O elevador não ficaria parado por muito tempo e Victoria sabia que tinha uma fração de segundos para tomar uma decisão num contexto em que jamais imaginou estar antes de sair para ir ao Continental. A cada instante que os olhos verdes e intensos de Heriberto permaneciam sobre ela, ela confirmava o quanto ele ainda mexia com ela. Seu mundo ficava como aquele espaço sob aquela caixa de metal em que ela estava, completamente oco e fundo por baixo de seus pés. Além disso, ele tinha razão. Tinham muitas coisas que conversar, que esclarecer, mas... ainda não estava pronta! E essa era uma realidade incontestável.

A porta do elevador fez menção de se fechar e ela reagiu indo em direção a dentro dele o que fez com que Heriberto corresse e colocasse a mão na porta ainda que aquilo fosse algo que não se devia fazer no hospital. Ele ficou parado na frente dela e ela quase podia jurar que via dor em seus olhos.

— Tudo bem! — Ele disse conformado. — Você não está pronta, eu entendo. Mas precisamos conversar sobre o que aconteceu.

Victoria não conseguia reagir, era como se estivesse envolvida por suas palavras, ele parecia saber ler seus pensamentos e isso voltava a deixá-la vulnerável, definitivamente precisava encontrar uma maneira de fugir de todo aquele imbróglio sentimental que ela se recusava a assumir.

— Eu vou ficar neste consultório, estou voltando hoje a trabalhar no Continental.
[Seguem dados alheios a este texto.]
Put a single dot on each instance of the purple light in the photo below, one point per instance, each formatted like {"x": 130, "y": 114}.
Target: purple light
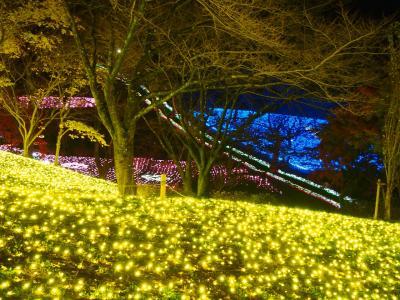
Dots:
{"x": 55, "y": 102}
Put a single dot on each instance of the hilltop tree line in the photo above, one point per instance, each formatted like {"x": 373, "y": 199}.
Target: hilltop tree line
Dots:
{"x": 111, "y": 49}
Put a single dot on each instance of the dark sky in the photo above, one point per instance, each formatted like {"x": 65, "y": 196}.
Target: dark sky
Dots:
{"x": 376, "y": 8}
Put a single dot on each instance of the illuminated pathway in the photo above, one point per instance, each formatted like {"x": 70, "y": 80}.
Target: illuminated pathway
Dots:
{"x": 299, "y": 183}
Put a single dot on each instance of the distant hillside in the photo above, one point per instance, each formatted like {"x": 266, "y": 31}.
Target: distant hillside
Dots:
{"x": 68, "y": 236}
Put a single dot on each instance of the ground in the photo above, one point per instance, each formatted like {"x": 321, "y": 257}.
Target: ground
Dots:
{"x": 68, "y": 236}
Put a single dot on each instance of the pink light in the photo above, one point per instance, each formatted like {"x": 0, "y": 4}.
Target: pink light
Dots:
{"x": 55, "y": 102}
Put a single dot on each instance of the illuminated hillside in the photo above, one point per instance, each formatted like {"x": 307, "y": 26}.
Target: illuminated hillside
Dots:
{"x": 69, "y": 236}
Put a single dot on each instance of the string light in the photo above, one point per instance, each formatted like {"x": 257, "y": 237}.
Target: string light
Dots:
{"x": 85, "y": 242}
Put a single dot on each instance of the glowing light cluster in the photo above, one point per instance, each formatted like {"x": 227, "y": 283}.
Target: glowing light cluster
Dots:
{"x": 148, "y": 170}
{"x": 259, "y": 165}
{"x": 68, "y": 236}
{"x": 55, "y": 102}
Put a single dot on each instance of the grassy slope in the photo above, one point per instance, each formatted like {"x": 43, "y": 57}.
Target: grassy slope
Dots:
{"x": 69, "y": 236}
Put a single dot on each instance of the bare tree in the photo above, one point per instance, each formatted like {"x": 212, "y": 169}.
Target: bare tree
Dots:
{"x": 167, "y": 45}
{"x": 391, "y": 130}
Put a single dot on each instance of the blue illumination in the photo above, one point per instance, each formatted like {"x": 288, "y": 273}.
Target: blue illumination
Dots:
{"x": 297, "y": 134}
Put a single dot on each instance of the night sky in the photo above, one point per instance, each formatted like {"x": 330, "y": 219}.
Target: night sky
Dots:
{"x": 376, "y": 8}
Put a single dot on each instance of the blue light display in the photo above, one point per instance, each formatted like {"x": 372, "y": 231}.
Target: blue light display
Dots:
{"x": 288, "y": 139}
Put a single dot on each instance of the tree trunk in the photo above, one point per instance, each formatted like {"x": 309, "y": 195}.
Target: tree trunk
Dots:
{"x": 187, "y": 179}
{"x": 26, "y": 148}
{"x": 388, "y": 201}
{"x": 102, "y": 166}
{"x": 123, "y": 158}
{"x": 203, "y": 184}
{"x": 58, "y": 147}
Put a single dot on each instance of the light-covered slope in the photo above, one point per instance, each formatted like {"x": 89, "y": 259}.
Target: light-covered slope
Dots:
{"x": 86, "y": 243}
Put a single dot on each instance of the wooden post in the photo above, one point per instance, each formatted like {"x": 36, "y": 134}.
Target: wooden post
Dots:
{"x": 163, "y": 186}
{"x": 378, "y": 193}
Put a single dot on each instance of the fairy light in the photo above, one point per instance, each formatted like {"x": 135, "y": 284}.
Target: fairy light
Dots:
{"x": 84, "y": 241}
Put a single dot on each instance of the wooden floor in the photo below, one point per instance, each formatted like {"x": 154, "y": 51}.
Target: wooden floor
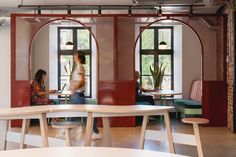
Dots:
{"x": 217, "y": 142}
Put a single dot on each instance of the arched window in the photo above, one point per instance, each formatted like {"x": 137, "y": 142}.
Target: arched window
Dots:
{"x": 152, "y": 54}
{"x": 81, "y": 39}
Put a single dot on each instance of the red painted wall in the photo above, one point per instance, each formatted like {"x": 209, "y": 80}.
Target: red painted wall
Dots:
{"x": 215, "y": 103}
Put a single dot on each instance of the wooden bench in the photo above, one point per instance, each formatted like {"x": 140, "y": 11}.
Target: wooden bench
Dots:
{"x": 193, "y": 105}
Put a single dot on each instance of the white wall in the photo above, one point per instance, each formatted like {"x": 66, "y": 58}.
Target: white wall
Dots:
{"x": 5, "y": 62}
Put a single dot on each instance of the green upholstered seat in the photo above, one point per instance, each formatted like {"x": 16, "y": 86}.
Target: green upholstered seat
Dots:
{"x": 187, "y": 103}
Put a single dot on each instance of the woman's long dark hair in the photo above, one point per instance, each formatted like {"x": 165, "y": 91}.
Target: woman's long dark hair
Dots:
{"x": 81, "y": 57}
{"x": 39, "y": 76}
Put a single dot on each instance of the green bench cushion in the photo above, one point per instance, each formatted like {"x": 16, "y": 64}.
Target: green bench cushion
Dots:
{"x": 143, "y": 103}
{"x": 186, "y": 103}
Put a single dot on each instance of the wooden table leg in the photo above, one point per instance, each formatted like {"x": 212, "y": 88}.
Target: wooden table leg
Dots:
{"x": 106, "y": 130}
{"x": 169, "y": 132}
{"x": 198, "y": 140}
{"x": 44, "y": 129}
{"x": 143, "y": 130}
{"x": 3, "y": 134}
{"x": 89, "y": 129}
{"x": 24, "y": 130}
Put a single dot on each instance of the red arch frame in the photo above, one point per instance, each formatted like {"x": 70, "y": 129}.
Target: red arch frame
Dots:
{"x": 57, "y": 19}
{"x": 174, "y": 19}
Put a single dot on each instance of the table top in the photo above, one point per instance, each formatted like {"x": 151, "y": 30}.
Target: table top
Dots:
{"x": 84, "y": 152}
{"x": 62, "y": 93}
{"x": 21, "y": 111}
{"x": 101, "y": 109}
{"x": 165, "y": 92}
{"x": 125, "y": 109}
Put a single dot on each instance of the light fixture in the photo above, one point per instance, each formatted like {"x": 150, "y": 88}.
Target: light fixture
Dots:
{"x": 160, "y": 11}
{"x": 69, "y": 44}
{"x": 130, "y": 11}
{"x": 99, "y": 11}
{"x": 135, "y": 2}
{"x": 191, "y": 11}
{"x": 68, "y": 11}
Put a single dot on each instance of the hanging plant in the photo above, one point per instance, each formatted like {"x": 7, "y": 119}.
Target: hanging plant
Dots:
{"x": 157, "y": 72}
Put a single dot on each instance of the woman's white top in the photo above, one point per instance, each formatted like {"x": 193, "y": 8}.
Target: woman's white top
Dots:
{"x": 77, "y": 75}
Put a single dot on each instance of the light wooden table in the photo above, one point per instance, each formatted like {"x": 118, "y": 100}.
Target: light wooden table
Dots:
{"x": 90, "y": 111}
{"x": 7, "y": 114}
{"x": 106, "y": 111}
{"x": 85, "y": 152}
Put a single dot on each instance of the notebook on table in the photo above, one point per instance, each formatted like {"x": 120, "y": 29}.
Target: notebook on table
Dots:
{"x": 63, "y": 88}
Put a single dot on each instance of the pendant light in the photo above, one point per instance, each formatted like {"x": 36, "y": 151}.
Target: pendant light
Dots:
{"x": 69, "y": 44}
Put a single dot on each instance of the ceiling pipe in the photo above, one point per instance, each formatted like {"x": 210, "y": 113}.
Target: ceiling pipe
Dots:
{"x": 104, "y": 7}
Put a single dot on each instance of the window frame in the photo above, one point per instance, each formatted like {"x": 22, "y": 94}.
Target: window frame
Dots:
{"x": 156, "y": 52}
{"x": 70, "y": 53}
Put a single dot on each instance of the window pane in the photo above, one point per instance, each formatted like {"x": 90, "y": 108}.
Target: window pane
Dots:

Vou estar te esperando. Em qualquer dia, a qualquer hora, Victoria... Se você quiser ou precisar falar comigo, aqui estarei te esperando, não duvide em aparecer.

Ele tirou a mão da porta que se fechou levando embora a única mulher que havia entrado nele a ponto de que ele adoecesse de desejo. E agora, por culpa de Bernarda, a havia perdido depois do tanto que havia feito para conquistá-la. Voltou a seu consultório e começou a imaginar Victoria se despindo ali para ele, sem pudores, e eles se amando loucamente com toda a adrenalina de um encontro clandestino. Deus, como a desejava e ainda mais se não a podia ter!

Victoria, por sua vez, entrou em seu carro e tomou um tempo antes de conseguir se mover dali. Seu coração estava disparado, ela podia sentir a adrenalina circulando por suas veias junto com o sangue, a boca seca e aquele desejo! Estava tão magoada com Heriberto, mas sabia bem porque não podia entrar em seu consultório, não sabia resistir a ele. Perto dele, como num passe de mágica, toda a raiva, mágoa e resistência desapareciam e só restava aquele desejo. Se ele se aproximava dela, podia dizer a mentira que quisesse que ela acreditava. E já havia se dado muito mal por confiar na verdade dos olhos de um mentiroso profissional.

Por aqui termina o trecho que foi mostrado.